Investing in private placements of cannabis companies comes with unique risks. Without disclosure requirements, private companies may leave investors without desirable information relating to the operation and health of the business. Moreover, the potential profits that come from the private companies’ ability to produce and sell marijuana in the United States, including in states where such activities are legal, bring the increased risks of operating in clear violation of federal laws.

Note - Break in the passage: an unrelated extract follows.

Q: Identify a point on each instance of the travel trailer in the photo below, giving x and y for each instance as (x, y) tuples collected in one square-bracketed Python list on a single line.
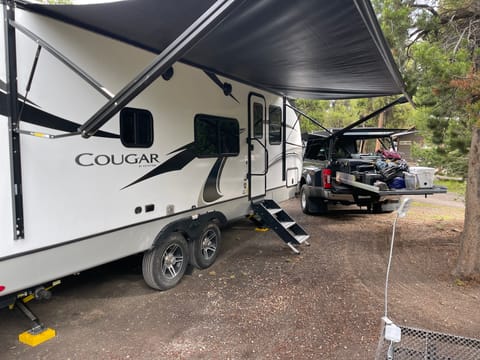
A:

Unrelated to cannabis, private placements carry additional inherent risks. Investments in private placements often have limited liquidity, require reliance on forward-looking statements, are subject to significant dilution and present tax risks unique to each investor. Private placements are also generally only available to accredited investors.
With the legalization of hemp at the federal level, and continued legalization of marijuana on a state-by-state level, more investors are beginning to dip their toes into the industry. As the industry matures, more investment opportunities tailored to specific risk tolerances become available. However, as discussed above, risks remain, most notably that marijuana remains federally illegal. Equipped with an understanding of the federal and state, legal and regulatory frameworks surrounding cannabis, investors can better assess the risk of a potential investment.